Now let's do a facet plot by patient_type and day of week.
%%R
g2 <- ggplot(data=meanoccdate_df) + geom_histogram(aes(x=occupancy, y=..density..), binwidth=2, fill="#FF9999", colour="black")
print(g2 + facet_grid(patient_type ~ dayofweek))
Notice that the days of the week are not sorted correctly. Why? Recall the structure of our R data.frame
.
%R str(meanoccdate_df)
'data.frame': 510 obs. of 4 variables: $ occupancy : num [1:510(1d)] 0 1.73 1.53 1.54 1.87 ... $ dayofweek : Factor w/ 7 levels "Fri","Mon","Sat",..: 4 2 6 7 5 1 3 4 2 6 ... $ patient_type: Factor w/ 6 levels "ART","CAT","IVT",..: 1 1 1 1 1 1 1 1 1 1 ... $ date : Factor w/ 85 levels "1996-01-07","1996-01-08",..: 1 2 3 4 5 6 7 8 9 10 ...
The dayofweek column is a Factor. We want it to be an Ordered Factor and we want to tell R the order to use.
%%R
# Create vector with DOWs ordered as you wish
DOW_order <- c("Sun", "Mon", "Tue", "Wed", "Thu", "Fri", "Sat")
# Change DOW from factor to ordered factor using vector you just made
meanoccdate_df$dayofweek <- factor(meanoccdate_df$dayofweek,levels=DOW_order,ordered=TRUE)
%R str(meanoccdate_df)
'data.frame': 510 obs. of 4 variables: $ occupancy : num [1:510(1d)] 0 1.73 1.53 1.54 1.87 ... $ dayofweek : Ord.factor w/ 7 levels "Sun"<"Mon"<"Tue"<..: 1 2 3 4 5 6 7 1 2 3 ... $ patient_type: Factor w/ 6 levels "ART","CAT","IVT",..: 1 1 1 1 1 1 1 1 1 1 ... $ date : Factor w/ 85 levels "1996-01-07","1996-01-08",..: 1 2 3 4 5 6 7 8 9 10 ...
%%R
g2 <- ggplot(data=meanoccdate_df) + geom_histogram(aes(x=occupancy, y=..density..), binwidth=2, fill="#FF9999", colour="black")

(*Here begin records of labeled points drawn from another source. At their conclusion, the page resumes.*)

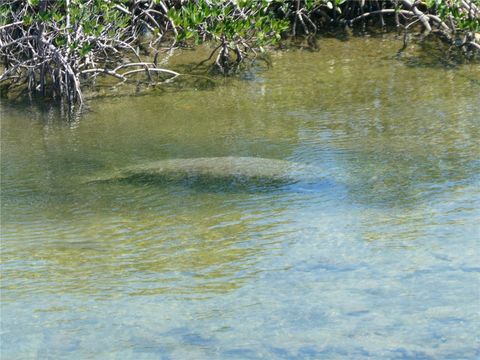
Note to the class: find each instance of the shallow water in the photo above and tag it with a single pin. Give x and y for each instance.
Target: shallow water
(379, 260)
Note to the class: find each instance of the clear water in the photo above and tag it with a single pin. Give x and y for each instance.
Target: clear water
(380, 260)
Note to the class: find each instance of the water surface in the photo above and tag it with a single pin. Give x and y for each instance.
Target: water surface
(380, 260)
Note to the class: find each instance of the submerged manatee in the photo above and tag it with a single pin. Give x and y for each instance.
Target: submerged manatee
(217, 172)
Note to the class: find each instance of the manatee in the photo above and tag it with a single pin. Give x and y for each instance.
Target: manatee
(216, 173)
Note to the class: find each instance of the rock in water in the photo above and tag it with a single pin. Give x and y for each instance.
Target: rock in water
(218, 172)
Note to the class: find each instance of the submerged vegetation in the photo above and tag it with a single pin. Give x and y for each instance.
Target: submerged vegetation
(56, 47)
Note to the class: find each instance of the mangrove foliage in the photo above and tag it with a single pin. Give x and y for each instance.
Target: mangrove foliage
(57, 47)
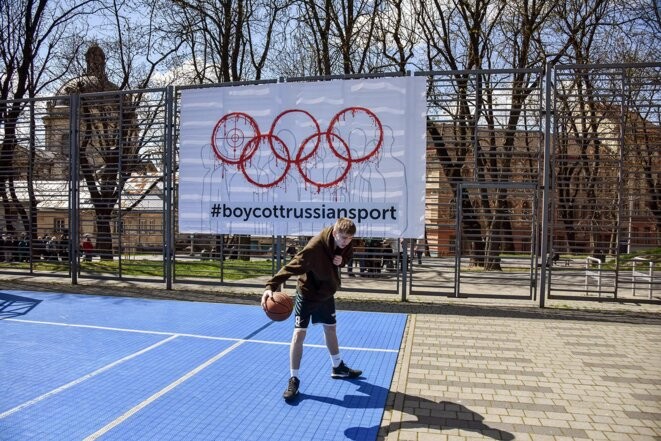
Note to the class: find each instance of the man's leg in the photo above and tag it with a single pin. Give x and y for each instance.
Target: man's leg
(340, 370)
(295, 356)
(296, 350)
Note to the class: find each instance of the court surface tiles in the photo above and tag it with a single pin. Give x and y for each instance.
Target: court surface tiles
(80, 367)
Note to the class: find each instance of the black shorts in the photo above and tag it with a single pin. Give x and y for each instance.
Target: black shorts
(322, 312)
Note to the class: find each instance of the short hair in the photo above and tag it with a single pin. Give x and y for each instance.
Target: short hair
(345, 226)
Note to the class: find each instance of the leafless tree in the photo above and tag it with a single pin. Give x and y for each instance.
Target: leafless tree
(35, 41)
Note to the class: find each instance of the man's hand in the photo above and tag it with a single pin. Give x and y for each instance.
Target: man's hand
(268, 293)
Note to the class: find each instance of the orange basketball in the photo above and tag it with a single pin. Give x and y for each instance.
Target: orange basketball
(279, 306)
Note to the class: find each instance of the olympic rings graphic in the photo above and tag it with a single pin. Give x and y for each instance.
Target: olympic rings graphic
(323, 158)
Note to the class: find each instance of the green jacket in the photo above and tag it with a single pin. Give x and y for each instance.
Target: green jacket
(318, 278)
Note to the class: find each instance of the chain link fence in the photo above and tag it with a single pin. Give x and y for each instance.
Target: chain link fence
(538, 186)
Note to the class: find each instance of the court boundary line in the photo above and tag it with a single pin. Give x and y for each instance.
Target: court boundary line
(198, 336)
(138, 407)
(85, 377)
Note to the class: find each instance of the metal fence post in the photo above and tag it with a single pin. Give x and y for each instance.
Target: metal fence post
(168, 182)
(546, 185)
(74, 189)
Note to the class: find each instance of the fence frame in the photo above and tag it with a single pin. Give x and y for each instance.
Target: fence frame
(541, 273)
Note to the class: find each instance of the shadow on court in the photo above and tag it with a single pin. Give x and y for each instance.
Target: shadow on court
(442, 415)
(14, 306)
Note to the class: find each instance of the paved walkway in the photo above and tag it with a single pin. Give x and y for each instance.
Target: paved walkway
(491, 370)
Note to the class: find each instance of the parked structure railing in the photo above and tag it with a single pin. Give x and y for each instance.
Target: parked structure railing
(523, 166)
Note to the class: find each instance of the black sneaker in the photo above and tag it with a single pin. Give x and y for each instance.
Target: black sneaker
(344, 371)
(292, 389)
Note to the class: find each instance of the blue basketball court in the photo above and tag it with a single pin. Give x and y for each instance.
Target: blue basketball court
(81, 367)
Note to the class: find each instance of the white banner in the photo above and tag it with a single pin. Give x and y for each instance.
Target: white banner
(290, 158)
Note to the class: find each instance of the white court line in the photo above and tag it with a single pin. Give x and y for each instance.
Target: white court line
(105, 429)
(200, 336)
(84, 378)
(165, 390)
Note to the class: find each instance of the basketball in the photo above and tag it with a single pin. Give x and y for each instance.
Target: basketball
(279, 306)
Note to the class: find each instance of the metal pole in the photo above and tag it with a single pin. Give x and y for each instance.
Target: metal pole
(546, 184)
(168, 182)
(74, 189)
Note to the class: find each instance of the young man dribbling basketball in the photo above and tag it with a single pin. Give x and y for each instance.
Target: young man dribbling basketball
(317, 266)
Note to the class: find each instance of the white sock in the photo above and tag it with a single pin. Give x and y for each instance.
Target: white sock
(336, 359)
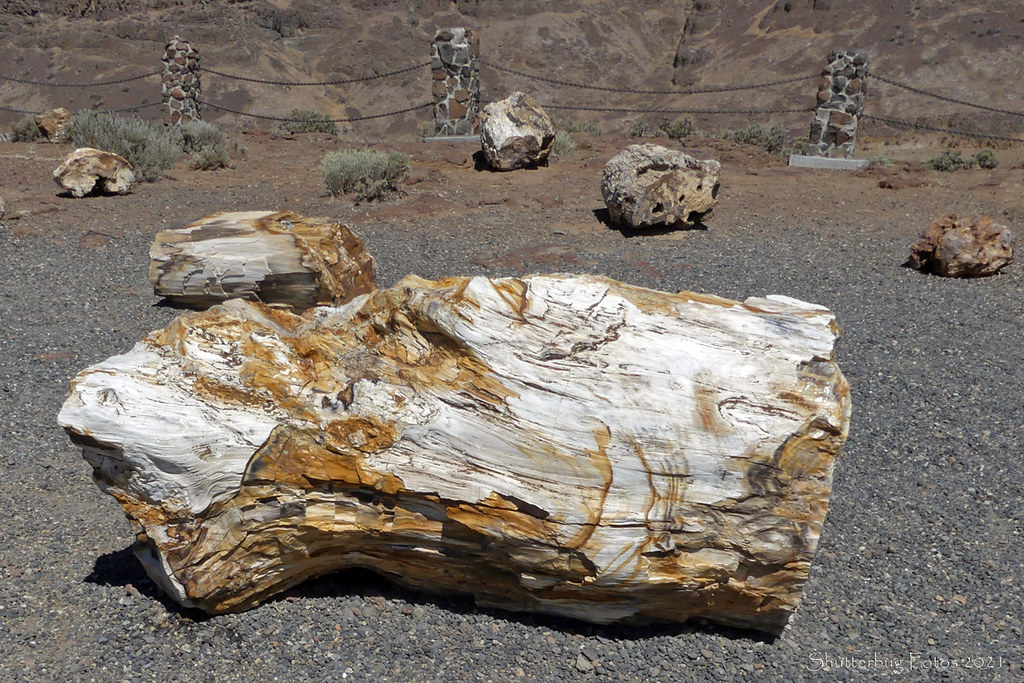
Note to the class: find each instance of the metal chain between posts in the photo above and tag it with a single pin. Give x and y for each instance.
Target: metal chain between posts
(287, 120)
(654, 111)
(301, 83)
(117, 111)
(921, 126)
(943, 97)
(692, 91)
(79, 85)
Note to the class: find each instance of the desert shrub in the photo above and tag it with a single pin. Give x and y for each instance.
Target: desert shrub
(304, 121)
(563, 143)
(148, 148)
(573, 126)
(365, 173)
(196, 135)
(677, 129)
(211, 158)
(986, 159)
(642, 129)
(773, 140)
(25, 130)
(949, 161)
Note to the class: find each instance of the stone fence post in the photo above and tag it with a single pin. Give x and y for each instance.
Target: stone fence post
(456, 85)
(180, 83)
(840, 103)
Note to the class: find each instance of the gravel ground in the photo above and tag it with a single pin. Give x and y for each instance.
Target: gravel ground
(919, 572)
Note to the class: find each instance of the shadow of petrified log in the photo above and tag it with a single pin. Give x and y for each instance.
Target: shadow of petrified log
(566, 445)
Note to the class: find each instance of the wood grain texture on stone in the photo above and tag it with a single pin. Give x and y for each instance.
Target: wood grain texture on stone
(562, 444)
(646, 185)
(515, 133)
(275, 257)
(87, 170)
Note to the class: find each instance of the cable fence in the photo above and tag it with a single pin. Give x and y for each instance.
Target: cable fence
(553, 101)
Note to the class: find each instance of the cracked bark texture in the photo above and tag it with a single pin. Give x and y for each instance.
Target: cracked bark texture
(275, 257)
(562, 444)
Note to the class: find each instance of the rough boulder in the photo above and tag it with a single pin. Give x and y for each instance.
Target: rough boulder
(516, 133)
(648, 184)
(971, 247)
(87, 170)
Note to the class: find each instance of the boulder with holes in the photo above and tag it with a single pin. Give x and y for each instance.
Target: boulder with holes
(516, 133)
(970, 247)
(646, 185)
(88, 171)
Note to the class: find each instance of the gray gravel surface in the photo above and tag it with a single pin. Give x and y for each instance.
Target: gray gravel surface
(919, 573)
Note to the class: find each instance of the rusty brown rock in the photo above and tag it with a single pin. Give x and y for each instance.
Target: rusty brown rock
(276, 257)
(498, 437)
(971, 247)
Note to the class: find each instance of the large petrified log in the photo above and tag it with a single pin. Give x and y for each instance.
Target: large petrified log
(270, 256)
(570, 445)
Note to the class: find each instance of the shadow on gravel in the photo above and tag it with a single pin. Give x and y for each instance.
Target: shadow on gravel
(375, 590)
(604, 217)
(123, 569)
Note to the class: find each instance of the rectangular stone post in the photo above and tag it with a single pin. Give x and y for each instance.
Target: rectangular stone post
(180, 85)
(456, 84)
(840, 102)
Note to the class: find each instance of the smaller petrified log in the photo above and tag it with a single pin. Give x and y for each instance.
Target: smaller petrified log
(971, 247)
(276, 257)
(515, 133)
(87, 170)
(648, 184)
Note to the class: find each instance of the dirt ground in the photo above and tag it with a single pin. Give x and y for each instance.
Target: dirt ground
(448, 186)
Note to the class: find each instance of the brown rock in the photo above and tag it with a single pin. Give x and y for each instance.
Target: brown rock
(54, 124)
(839, 118)
(648, 184)
(971, 247)
(515, 132)
(87, 170)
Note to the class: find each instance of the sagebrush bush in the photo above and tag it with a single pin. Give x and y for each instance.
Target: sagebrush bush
(211, 158)
(949, 161)
(148, 148)
(563, 143)
(677, 129)
(573, 126)
(365, 173)
(304, 121)
(26, 130)
(986, 159)
(196, 135)
(773, 140)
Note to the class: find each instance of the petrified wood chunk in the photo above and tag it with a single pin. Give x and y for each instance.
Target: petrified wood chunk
(970, 247)
(570, 445)
(647, 184)
(271, 256)
(515, 132)
(86, 170)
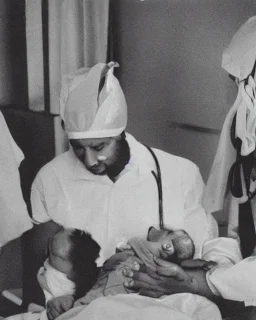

print(g2 + facet_grid(patient_type ~ dayofweek))
And now we've got the DOW ordering we really wanted. This has been a quick tour of plotting occupancy data using ggplot2 from within an IPython notebook. Future installments of this series of occupancy analysis will focus on more occupancy visualizations using some combination of R and Python.